Core symptoms of ADHD

  • Hyperactive- impulsive: impaired ability to slow down and hold back
  • Inattention: impairments in prioritizing what to pay attention to, maintaining focus, block out distractions, remembering. Symptoms of inattention are usually most persistent and most problematic.
  • Symptoms get worse in situations that require sustained attention or mental effort or those that lack novelty and personal appeal (listening to teachers/ parents, classroom seatwork, homework, lengthy reading or listening activities, monotonous, repetitive tasks) .


The symptoms of inattention are most prominent

Many people think that all persons with ADHD have hyperactive impulsive behaviors that they have difficulty controlling. In fact it is the persons problems with focusing, concentrating, listening to directions, blocking out distraction, staying organized and working within time constraints that usually have the biggest interference with a person’s functioning.

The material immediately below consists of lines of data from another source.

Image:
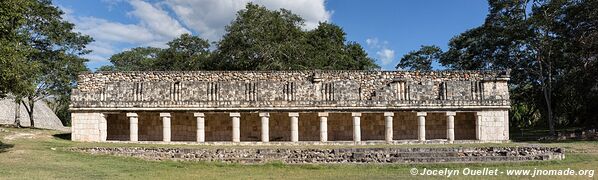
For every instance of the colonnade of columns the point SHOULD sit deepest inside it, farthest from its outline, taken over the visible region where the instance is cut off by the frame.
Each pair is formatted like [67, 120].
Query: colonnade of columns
[294, 121]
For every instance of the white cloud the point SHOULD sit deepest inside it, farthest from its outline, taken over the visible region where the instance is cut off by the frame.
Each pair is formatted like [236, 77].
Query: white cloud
[386, 55]
[209, 17]
[157, 20]
[371, 42]
[155, 26]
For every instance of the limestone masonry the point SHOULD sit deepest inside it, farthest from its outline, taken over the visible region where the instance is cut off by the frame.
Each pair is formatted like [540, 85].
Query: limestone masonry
[264, 106]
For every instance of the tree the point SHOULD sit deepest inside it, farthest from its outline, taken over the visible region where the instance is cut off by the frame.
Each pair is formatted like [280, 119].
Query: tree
[136, 59]
[42, 48]
[550, 46]
[261, 39]
[184, 53]
[421, 59]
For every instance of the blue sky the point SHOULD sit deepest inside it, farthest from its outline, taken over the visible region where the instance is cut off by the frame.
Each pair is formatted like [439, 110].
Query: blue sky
[387, 29]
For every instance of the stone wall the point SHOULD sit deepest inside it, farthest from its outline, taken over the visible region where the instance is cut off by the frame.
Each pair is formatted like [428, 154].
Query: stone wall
[117, 127]
[465, 126]
[495, 125]
[85, 126]
[355, 155]
[334, 90]
[218, 126]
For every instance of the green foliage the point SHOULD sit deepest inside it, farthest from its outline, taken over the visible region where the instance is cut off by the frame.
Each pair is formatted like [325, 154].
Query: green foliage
[421, 59]
[40, 52]
[136, 59]
[260, 39]
[183, 54]
[551, 48]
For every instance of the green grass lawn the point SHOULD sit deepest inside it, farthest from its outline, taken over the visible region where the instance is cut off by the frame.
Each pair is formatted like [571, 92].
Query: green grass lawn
[41, 154]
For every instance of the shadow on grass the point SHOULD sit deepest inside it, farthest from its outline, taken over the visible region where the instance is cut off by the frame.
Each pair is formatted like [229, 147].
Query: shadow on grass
[63, 136]
[5, 147]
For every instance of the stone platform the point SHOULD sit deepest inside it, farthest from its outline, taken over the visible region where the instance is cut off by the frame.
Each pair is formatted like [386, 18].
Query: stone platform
[339, 155]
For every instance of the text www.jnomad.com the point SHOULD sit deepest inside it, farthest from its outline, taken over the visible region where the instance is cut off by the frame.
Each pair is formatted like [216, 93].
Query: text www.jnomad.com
[496, 172]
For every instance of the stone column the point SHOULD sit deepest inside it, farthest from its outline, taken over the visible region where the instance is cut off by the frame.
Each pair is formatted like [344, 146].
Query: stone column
[265, 126]
[323, 126]
[478, 126]
[165, 126]
[356, 127]
[388, 116]
[103, 127]
[133, 126]
[294, 127]
[421, 119]
[201, 126]
[450, 126]
[236, 126]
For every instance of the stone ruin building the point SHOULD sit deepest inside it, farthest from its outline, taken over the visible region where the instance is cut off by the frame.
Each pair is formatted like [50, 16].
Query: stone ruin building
[292, 106]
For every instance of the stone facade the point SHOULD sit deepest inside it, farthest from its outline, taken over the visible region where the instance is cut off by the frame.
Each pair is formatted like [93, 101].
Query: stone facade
[266, 106]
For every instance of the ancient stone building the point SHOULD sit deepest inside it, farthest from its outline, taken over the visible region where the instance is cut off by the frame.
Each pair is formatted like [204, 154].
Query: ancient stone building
[292, 106]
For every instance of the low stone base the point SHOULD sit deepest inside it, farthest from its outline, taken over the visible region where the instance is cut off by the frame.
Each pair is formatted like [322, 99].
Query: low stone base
[346, 155]
[300, 143]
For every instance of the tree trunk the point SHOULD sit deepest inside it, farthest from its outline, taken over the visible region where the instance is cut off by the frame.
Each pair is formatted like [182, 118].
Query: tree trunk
[30, 112]
[29, 107]
[17, 112]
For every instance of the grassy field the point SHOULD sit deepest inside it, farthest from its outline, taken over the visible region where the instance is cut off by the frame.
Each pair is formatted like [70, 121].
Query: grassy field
[41, 154]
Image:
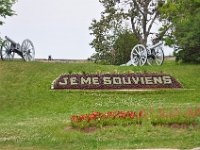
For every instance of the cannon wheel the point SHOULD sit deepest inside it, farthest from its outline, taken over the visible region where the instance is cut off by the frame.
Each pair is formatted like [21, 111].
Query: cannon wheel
[138, 55]
[156, 57]
[28, 50]
[6, 51]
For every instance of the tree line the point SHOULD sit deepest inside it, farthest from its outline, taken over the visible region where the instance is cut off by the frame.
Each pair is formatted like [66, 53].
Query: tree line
[125, 23]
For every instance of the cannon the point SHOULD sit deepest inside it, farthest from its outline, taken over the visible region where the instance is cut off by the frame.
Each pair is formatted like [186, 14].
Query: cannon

ADHD is a spectrum disorder. Symptoms range from mild to severe. Key part of assessment is determining how much the symptoms have a negative effect on social, school or occupational functioning.


 ADHD people need more scaffolding than average

Scaffolding refers to a variety of instructional techniques used to move students progressively toward stronger understanding and, ultimately, greater independence in learning. In early childhood, caregivers perform functions for the child. Showing, directing, helping, reminding, coaching and critiquing are means of scaffolding. Examples include, walking, getting dressed, crossing street, riding bike, driving car. Scaffolding is gradually withdrawn, as child becomes able to (or is forced to) perform these functions for self. In adolescence and adulthood scaffolding provided by: friends, teachers, coaches, spouses, supervisors and computers.



Prevalence and demographics of ADHD

  • All level of IQ, but most would be average or above
  • 70%- 90% male
  • Found in all countries and ethnic groups
  • Highly heritable (87%)


Types of proven treatments for ADHD


  • Parent/ Teacher training about ADHD
  • Parent training in child management (young children)
  • Parent/ Teacher training in behavior management
  • Adult input with self monitoring
  • Medication



Important considerations for teachers


ADHD is a biologically based disability that is treatable, but not curable. The goal of school intervention is to contain and manage the symptoms. ADHD is not due to lack of skill or knowledge, but is a problem of sustaining attention, effort, and motivation and inhibiting behavior in a consistent manner over time. ADHD symptoms are particularly bad when consequences are delayed, weak or absent and material is perceived as uninteresting. It is harder for ADHD students to do the same social behavior expected of other students. ADHD children need increased adult direction, structure, more frequent and salient

consequences, and accommodations, for assigned work.  The most effective behavioral interventions for improving school performance are those applied within the school setting.


What can teachers do to help?

  • Keep a disability perspective (an explanation, not an excuse)
  • Interact on positive level as frequent as possible (immediate, frequent, consistent feedback about behavior and performance)
  • Anticipate problem situations and structure for success
  • Make sure you have attention before giving directions (say child’s name before giving directions to the group)
  • Use desirable activities as reinforcer for work production and appropriate behavior
  • Break things into small units (less problem on a page)


Importance of Behavioral and Combination Interventions

Ongoing behavioral interventions may increase the possibility of tapering off medication if it is being used or stopping them as children age.



What to do if I feel someone I work with has ADHD and needs help?

  • Consult with colleagues and see if they see the problem as well
  • Suggest professional assessment and describe observed problems in specific behavioral terms
  • Don’t get caught up in deciding what treatment should be obtained
  • Teachers should not tell parents their child needs medication.